Indeed, when in natural language I say that a dog has crossed the road, I do not mean that the category "dog" has crossed the road, but that an instance of the category "dog" has crossed the road.

Except in very specific applications (writing dictionaries, etc.), natural language almost always manipulates instances of concepts, and not the concepts themselves.

The import and instantiation mechanisms should certainly be formalized with more rigor.

  1. The rules of N3 which do not conflict with the previous rules apply.

In summary, the example sentence would be translated as follows:

"The philosopher Socrates was during antiquity a man respected by his peers"
_:1;_;Socrates,philosoph;;_;;subject antic man;<-respect;_;;pluri;;peer;;;<-rel;;;_:1 .
_:1;_;Socrates,philosoph;;_;;s antic man;<-respect;_;;pluri;;peer;;;<-rel;;;_:1

In _:1;_;Socrates,philosoph, Socrates and philosoph being in third position, they are a priori objects, that is to say that philosoph means philosophy and not philosopher.

To correct this irregularity, we also declare philosoph;;_;;s, or to abbreviate: philosoph;;_;;subject.

Thus, we are sure to speak of “Socrates, the philosopher” and not of “Socrates, the philosophy”.

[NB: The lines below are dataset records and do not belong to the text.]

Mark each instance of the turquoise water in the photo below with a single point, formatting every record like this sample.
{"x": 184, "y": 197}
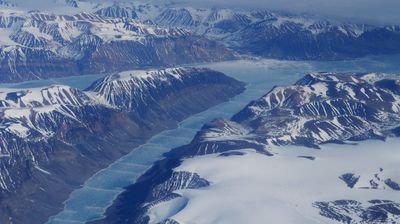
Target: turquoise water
{"x": 90, "y": 201}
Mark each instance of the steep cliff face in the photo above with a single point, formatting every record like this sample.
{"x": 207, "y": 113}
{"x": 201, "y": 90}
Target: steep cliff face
{"x": 320, "y": 108}
{"x": 54, "y": 138}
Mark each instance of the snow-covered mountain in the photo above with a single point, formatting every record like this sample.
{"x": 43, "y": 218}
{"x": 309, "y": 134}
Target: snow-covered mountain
{"x": 54, "y": 138}
{"x": 41, "y": 44}
{"x": 271, "y": 33}
{"x": 50, "y": 38}
{"x": 290, "y": 156}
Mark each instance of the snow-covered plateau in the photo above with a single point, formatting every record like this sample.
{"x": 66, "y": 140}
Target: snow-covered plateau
{"x": 251, "y": 187}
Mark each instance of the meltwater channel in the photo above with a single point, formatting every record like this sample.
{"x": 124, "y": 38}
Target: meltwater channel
{"x": 90, "y": 202}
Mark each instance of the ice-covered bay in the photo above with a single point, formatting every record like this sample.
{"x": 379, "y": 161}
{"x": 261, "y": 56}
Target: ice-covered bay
{"x": 90, "y": 201}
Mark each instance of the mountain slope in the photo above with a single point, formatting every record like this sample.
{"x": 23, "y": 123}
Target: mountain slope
{"x": 54, "y": 138}
{"x": 42, "y": 45}
{"x": 247, "y": 160}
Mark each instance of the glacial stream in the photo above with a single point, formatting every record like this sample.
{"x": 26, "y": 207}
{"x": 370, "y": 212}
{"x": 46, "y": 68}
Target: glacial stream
{"x": 90, "y": 201}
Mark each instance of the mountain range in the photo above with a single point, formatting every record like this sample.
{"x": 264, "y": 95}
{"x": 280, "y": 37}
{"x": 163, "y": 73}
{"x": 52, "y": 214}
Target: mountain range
{"x": 62, "y": 38}
{"x": 54, "y": 138}
{"x": 249, "y": 152}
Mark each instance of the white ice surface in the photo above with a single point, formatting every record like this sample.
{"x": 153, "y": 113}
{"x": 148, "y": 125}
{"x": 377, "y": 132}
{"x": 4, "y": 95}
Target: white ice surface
{"x": 255, "y": 188}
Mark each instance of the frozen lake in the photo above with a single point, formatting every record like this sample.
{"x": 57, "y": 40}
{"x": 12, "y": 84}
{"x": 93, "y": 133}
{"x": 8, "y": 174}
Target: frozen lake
{"x": 90, "y": 201}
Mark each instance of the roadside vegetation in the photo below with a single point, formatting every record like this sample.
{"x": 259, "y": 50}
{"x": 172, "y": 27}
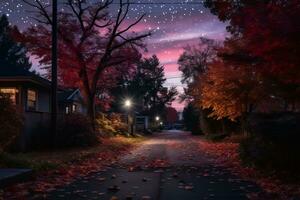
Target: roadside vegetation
{"x": 243, "y": 93}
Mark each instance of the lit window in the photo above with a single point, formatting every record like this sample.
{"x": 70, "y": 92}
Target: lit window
{"x": 31, "y": 100}
{"x": 67, "y": 110}
{"x": 13, "y": 94}
{"x": 74, "y": 108}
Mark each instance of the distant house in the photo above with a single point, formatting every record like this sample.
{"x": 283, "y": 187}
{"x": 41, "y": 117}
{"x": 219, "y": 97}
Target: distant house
{"x": 32, "y": 96}
{"x": 70, "y": 101}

The description of the language certainly still lacks rigor, and could even contain errors.

domel commented 4 months ago

It seems to me that the proposed change is so far-reaching that it should be pushed to the level of Turtle. N3 largely has a similar grammar to Turtle, if such large changes were implemented in Turtle they could certainly also be considered in N3 but not the other way around.